The regulations written up by the Department of Health, Department of Food & Agriculture and the new Bureau of Cannabis Control governing the legal marijuana market are to officially launch on January 1, 2018.
Yet, the regulations do not include a limit on the number of licenses a grower can hold nor the total acreage to farm. This has ignited concerns that agricultural business can overpower local growers and take over the market.
“Frankly, this could be a catastrophe,” Hezekiah Allen, executive director of the California Growers Association said in an interview, “It creates a clear cut-and-dried advantage based on how much money a business has”.
State Senator Scott Wiener stated, “By not limiting the amount of land that can be cultivated by any one operation, we are basically inviting mega industrial-scale operations into the state. It will squeeze out the small farmers that have been at the forefront of the industry for many, many years”.
Oakland city officials are in the process of reviewing over two hundred and fifty applications for those trying to obtain permits to operate cultivation, distribution or retail outlets. Oakland’s law specifies half of all permits will be given to those that qualify for the city’s Equity Permit Program.

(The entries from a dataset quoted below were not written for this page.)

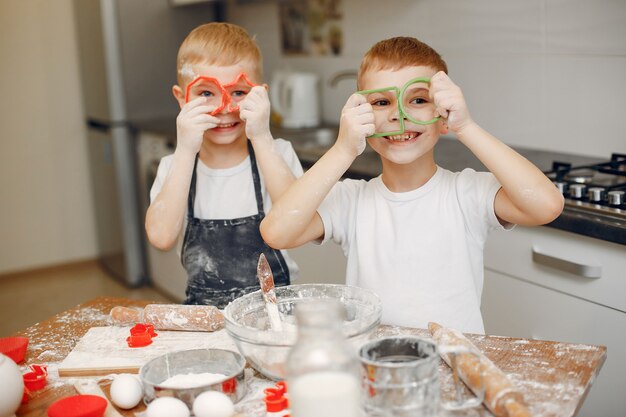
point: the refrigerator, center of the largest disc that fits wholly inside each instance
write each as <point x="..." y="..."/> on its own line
<point x="127" y="54"/>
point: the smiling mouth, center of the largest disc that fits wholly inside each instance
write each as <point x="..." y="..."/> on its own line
<point x="406" y="136"/>
<point x="225" y="125"/>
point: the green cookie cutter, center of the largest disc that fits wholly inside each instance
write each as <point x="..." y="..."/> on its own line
<point x="403" y="115"/>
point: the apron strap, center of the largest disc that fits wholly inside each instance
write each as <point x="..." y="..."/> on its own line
<point x="192" y="190"/>
<point x="256" y="179"/>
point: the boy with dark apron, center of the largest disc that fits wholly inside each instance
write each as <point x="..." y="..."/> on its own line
<point x="223" y="124"/>
<point x="231" y="248"/>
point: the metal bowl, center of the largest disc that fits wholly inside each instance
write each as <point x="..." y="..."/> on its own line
<point x="246" y="321"/>
<point x="195" y="361"/>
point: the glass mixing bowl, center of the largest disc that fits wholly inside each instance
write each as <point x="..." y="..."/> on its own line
<point x="247" y="322"/>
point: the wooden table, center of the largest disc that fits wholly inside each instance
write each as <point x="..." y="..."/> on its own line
<point x="554" y="377"/>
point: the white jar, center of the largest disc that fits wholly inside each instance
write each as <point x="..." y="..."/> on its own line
<point x="12" y="387"/>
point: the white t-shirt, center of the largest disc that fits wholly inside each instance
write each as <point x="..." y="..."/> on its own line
<point x="229" y="193"/>
<point x="421" y="251"/>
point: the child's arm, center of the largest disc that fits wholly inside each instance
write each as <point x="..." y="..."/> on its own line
<point x="165" y="216"/>
<point x="293" y="219"/>
<point x="255" y="111"/>
<point x="527" y="196"/>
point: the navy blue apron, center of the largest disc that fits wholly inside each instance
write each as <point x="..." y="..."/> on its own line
<point x="220" y="256"/>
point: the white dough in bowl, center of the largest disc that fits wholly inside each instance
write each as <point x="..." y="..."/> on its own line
<point x="126" y="391"/>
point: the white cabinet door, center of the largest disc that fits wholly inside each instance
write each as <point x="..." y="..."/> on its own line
<point x="320" y="264"/>
<point x="517" y="308"/>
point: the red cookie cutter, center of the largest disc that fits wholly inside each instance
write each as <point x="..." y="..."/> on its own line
<point x="35" y="379"/>
<point x="141" y="335"/>
<point x="276" y="398"/>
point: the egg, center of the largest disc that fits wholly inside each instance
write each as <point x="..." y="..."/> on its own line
<point x="167" y="407"/>
<point x="213" y="404"/>
<point x="12" y="386"/>
<point x="126" y="391"/>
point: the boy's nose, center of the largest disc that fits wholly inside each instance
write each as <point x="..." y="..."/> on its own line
<point x="395" y="115"/>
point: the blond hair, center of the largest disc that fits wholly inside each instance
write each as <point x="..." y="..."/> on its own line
<point x="400" y="52"/>
<point x="217" y="43"/>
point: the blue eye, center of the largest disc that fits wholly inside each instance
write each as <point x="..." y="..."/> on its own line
<point x="419" y="100"/>
<point x="380" y="102"/>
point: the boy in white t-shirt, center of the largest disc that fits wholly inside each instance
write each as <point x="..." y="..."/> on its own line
<point x="414" y="234"/>
<point x="217" y="186"/>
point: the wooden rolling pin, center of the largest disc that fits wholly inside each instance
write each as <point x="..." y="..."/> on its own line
<point x="501" y="396"/>
<point x="171" y="317"/>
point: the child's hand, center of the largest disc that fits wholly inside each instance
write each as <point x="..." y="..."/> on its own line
<point x="255" y="111"/>
<point x="448" y="99"/>
<point x="356" y="124"/>
<point x="192" y="121"/>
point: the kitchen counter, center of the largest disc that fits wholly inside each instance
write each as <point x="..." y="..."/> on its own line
<point x="449" y="154"/>
<point x="554" y="377"/>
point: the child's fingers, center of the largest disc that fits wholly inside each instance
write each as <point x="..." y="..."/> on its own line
<point x="355" y="100"/>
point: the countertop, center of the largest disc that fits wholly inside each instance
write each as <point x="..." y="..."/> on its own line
<point x="554" y="377"/>
<point x="450" y="154"/>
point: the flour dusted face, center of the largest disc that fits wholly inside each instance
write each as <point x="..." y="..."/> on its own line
<point x="417" y="140"/>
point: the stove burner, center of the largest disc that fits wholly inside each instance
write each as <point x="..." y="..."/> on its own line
<point x="599" y="188"/>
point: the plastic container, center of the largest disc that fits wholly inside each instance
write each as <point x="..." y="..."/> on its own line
<point x="14" y="347"/>
<point x="195" y="361"/>
<point x="323" y="372"/>
<point x="78" y="406"/>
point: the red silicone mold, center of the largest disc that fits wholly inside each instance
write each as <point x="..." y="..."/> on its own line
<point x="78" y="406"/>
<point x="36" y="379"/>
<point x="14" y="347"/>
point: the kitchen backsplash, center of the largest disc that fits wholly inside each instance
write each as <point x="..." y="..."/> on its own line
<point x="546" y="74"/>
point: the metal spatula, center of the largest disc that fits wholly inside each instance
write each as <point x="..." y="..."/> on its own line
<point x="266" y="280"/>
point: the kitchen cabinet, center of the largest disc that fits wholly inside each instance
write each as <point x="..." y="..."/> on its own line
<point x="524" y="297"/>
<point x="320" y="263"/>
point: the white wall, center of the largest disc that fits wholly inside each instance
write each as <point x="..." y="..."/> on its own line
<point x="546" y="74"/>
<point x="46" y="214"/>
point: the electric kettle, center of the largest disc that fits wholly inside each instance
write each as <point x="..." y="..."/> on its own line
<point x="295" y="97"/>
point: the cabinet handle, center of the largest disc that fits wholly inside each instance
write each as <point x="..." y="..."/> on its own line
<point x="587" y="271"/>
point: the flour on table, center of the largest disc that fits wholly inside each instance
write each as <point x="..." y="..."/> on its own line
<point x="105" y="348"/>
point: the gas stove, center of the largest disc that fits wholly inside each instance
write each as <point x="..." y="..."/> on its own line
<point x="598" y="188"/>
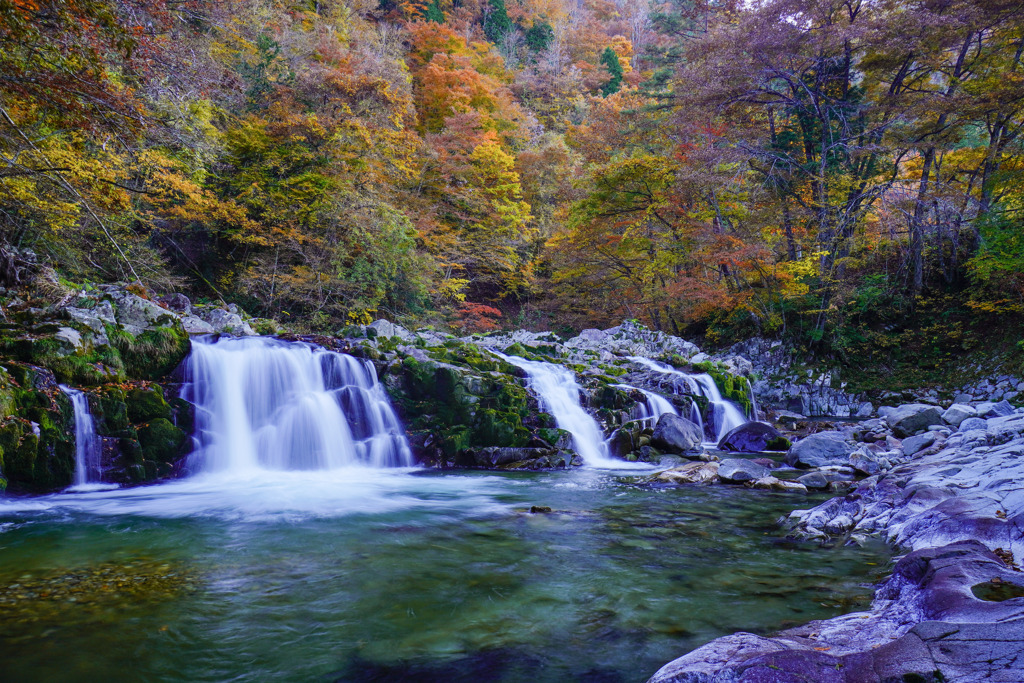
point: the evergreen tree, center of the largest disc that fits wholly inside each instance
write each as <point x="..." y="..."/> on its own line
<point x="497" y="24"/>
<point x="610" y="61"/>
<point x="434" y="13"/>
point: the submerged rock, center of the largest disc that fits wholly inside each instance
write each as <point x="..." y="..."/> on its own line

Those that qualify for the program include those with a conviction of a marijuana-related offense, an income lower than 80 percent of the city average, or resided 10 years in an Oakland neighborhood with a high number of marijuana arrests. Of the two hundred and fifty-five applications, one hundred and twenty-nine are from equity applicants.
But the equity program is meeting with some dissent from the industry. Robert Selna, an
attorney who represents cannabis enterprises, said in an interview that, “The city is choosing winners and losers. If you are an equity applicant…you’re a winner”.
San Francisco is also fighting marijuana legalization. The plans by a company with dispensaries in the city’s Castro, Marina and SoMa districts was to open one in the Sunset neighborhood, but the Board of Supervisors filed an appeal against the company. Also, San Francisco’s transit system will not allow marijuana adds from its stations and trains.